Now, nowhere in the world are soft drinks included as an essential part of people's diet in the pesticide threshold calculation, simply because they do not have nutritional value and, therefore, are not part of the 'poison-nutrition' trade-off. So, if any pesticide residues are allowed in soft drinks, then the entire pesticide quota calculations have to be redone in a way that our total exposure still remains within the adi. In other words, some essential food item will have to be thrown out of our diet basket. We will have to substitute soft drinks with, say, milk or apples, fruit juices or cereals. Given that the pesticide exposure of Indians already exceeds the adi many times (see 'A refreshing guide to food safety', Down To Earth, December 31, 2003), we literally have no space in our food-poison trade-off for non-essential and non-nutritive intake. Therefore, while fruit juices, which have a nutritive value, can be assigned a pesticide quota, soft drinks cannot, because they have no nutritive value. Fruit juices or fruits are part of the nutrition-poison trade-off. They are fitted into our diets.

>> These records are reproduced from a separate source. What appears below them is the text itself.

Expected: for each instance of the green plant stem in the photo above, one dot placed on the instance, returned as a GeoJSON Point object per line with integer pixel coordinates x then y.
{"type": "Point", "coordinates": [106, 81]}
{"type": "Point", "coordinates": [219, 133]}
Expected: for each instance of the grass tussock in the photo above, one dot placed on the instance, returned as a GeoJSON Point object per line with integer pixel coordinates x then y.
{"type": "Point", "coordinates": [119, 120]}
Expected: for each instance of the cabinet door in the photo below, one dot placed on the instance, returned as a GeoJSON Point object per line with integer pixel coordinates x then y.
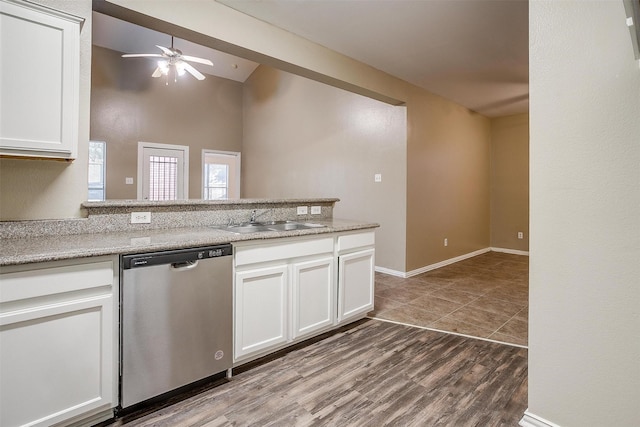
{"type": "Point", "coordinates": [40, 82]}
{"type": "Point", "coordinates": [355, 284]}
{"type": "Point", "coordinates": [56, 361]}
{"type": "Point", "coordinates": [260, 309]}
{"type": "Point", "coordinates": [312, 295]}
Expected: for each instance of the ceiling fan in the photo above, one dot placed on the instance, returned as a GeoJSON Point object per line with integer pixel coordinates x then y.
{"type": "Point", "coordinates": [172, 59]}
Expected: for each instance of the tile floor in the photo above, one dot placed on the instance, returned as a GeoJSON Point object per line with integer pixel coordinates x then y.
{"type": "Point", "coordinates": [486, 296]}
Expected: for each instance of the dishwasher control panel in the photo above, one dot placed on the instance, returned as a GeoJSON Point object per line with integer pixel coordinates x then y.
{"type": "Point", "coordinates": [175, 256]}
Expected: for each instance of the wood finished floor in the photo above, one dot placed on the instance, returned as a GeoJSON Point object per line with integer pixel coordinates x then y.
{"type": "Point", "coordinates": [371, 374]}
{"type": "Point", "coordinates": [486, 296]}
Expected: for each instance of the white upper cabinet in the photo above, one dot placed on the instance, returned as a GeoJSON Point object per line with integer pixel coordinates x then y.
{"type": "Point", "coordinates": [39, 81]}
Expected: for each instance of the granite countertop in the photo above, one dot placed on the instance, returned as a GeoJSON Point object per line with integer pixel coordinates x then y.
{"type": "Point", "coordinates": [55, 248]}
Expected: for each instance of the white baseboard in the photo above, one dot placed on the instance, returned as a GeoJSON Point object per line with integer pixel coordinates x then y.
{"type": "Point", "coordinates": [509, 251]}
{"type": "Point", "coordinates": [391, 272]}
{"type": "Point", "coordinates": [531, 420]}
{"type": "Point", "coordinates": [446, 262]}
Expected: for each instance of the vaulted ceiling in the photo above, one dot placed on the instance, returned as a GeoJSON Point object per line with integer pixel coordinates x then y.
{"type": "Point", "coordinates": [474, 52]}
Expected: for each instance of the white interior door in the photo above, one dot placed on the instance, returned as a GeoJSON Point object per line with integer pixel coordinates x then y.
{"type": "Point", "coordinates": [163, 171]}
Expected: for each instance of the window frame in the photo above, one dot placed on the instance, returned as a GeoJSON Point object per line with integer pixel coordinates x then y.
{"type": "Point", "coordinates": [233, 191]}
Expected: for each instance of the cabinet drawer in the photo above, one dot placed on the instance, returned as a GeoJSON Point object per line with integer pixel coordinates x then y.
{"type": "Point", "coordinates": [286, 250]}
{"type": "Point", "coordinates": [352, 241]}
{"type": "Point", "coordinates": [49, 281]}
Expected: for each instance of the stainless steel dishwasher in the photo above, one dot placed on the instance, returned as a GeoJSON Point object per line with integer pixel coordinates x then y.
{"type": "Point", "coordinates": [176, 324]}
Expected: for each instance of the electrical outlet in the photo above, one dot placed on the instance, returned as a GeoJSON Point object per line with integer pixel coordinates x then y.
{"type": "Point", "coordinates": [140, 217]}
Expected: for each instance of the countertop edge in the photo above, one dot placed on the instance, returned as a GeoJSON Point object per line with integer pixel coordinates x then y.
{"type": "Point", "coordinates": [121, 243]}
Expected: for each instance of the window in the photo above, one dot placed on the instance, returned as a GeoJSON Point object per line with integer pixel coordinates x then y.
{"type": "Point", "coordinates": [97, 168]}
{"type": "Point", "coordinates": [220, 175]}
{"type": "Point", "coordinates": [163, 171]}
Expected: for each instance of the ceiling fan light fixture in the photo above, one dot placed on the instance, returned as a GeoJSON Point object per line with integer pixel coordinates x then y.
{"type": "Point", "coordinates": [164, 67]}
{"type": "Point", "coordinates": [180, 68]}
{"type": "Point", "coordinates": [173, 58]}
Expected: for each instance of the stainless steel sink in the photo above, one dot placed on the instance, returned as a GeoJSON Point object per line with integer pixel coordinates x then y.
{"type": "Point", "coordinates": [258, 227]}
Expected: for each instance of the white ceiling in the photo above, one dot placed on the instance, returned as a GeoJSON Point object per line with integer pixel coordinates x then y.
{"type": "Point", "coordinates": [126, 37]}
{"type": "Point", "coordinates": [474, 52]}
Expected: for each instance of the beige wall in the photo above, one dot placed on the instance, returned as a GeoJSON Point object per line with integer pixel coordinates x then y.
{"type": "Point", "coordinates": [447, 180]}
{"type": "Point", "coordinates": [447, 146]}
{"type": "Point", "coordinates": [510, 182]}
{"type": "Point", "coordinates": [128, 105]}
{"type": "Point", "coordinates": [584, 317]}
{"type": "Point", "coordinates": [46, 189]}
{"type": "Point", "coordinates": [306, 139]}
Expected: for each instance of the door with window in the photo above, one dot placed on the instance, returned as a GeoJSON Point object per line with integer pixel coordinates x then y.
{"type": "Point", "coordinates": [163, 171]}
{"type": "Point", "coordinates": [220, 175]}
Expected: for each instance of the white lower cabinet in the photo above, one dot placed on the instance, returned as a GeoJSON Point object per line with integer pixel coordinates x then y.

This is the argument trotted out by soft drink companies. The fact is that safety is about setting and adhering to standards for pesticide residue in food products. Therefore, any contaminant that exceeds the standard makes the product unsafe. But in the case of soft drinks, the final product standards for the quantity of pesticides allowed have not been notified. They have not been notified because companies are fighting these standards tooth and nail. But if the final (not notified) standards are considered, these products are unsafe because the pesticide residues exceed the safety limit many times.
The bottom line is that these are definitely unsafe. No government or Aamir Khan can give them a certificate of safety. Unless they are acting.